Be careful what you believe. Everybody has an agenda. Anthropologists want to push the narrative that non-whites are morally superior than whites, generally by claiming that they are peaceful paragons of gender equality, which turns out to be factually untrue in a lot of ways, especially homicide rates. Conservative Americans want to push the narrative that loss of traditional values and family structures created the social decay, crime, and low educational achievement now seen in African American communities. This is likely also untrue, but I grant the possibility.
Most Sioux probably liked (and like) their culture and did not feel oppressed by it. Most Nigerians probably liked (and like) their culture. Likewise, most of the English probably liked English culture, and most of the Puritan women probably liked Puritan culture. This is the way of people virtually everywhere.
One thing all of these descriptions of Puritan and Indian life tend to miss (though Zinn comes close to noticing it) is that there is an important reason why women were more active in economic production in Indian life than in European life: the European economy (including the Pilgrims’) was more complicated and closer to achieving full industrialization, and industrialization requires specialization. Anyone can gather yams; most people can fish. Men probably have an advantage drawing a bow or throwing a spear, but women are perfectly good butchers of most game.
But working cattle, building windmills, and driving fence posts are hard, difficult tasks that require a great deal of muscle.
Did you know that the Amish use automatic milking machines? Yes, the Amish use some technology, if they decide it will be a boon to their culture. They use milking machines because Amish women are too weak to easily lift the 70 lb milk jugs, and these are people who were raised on a farm.
Obviously European society in the early 1600s had not yet “Industrialized” as we use the word, but it had reached a high level of technical development, including the use of wind, water, and tidal mills for grinding grain; large guilds for the production of standardized goods and regulation of commerce; orderly societies with falling homicide rates; printing presses and widespread literacy.

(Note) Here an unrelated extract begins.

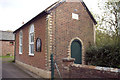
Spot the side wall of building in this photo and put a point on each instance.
(66, 29)
(38, 60)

The Indians practiced low-scale agriculture/horticulture, hunting, gathering, fishing, and some forms of resource management. They also killed all of the wooly mammoths in North America, because they love and respect nature
so much just as much as virtually everyone else on the entire planet. They did not have cows or horses (or any domestic animals besides dogs;) so they could not plow or pull wagons. Trade had to be carried one one’s back or a sled dragged on the ground, pulled by a dog. They had no need to fence in large herds of enormous bovines. Farming by hand, as was common in much of the world at that time, does not require the same strength as plowing with oxen, and can easily be accomplished by women.
Lack of task specialization and resource exploitation had little to do with the Indians being fabulous people who loved women and nature way more than the Pilgrims. It was just the result of low levels of technological sophistication that did not therefore require intense labor, specialization, or large-scale resource extraction.
Oppression is in the eye of the beholder.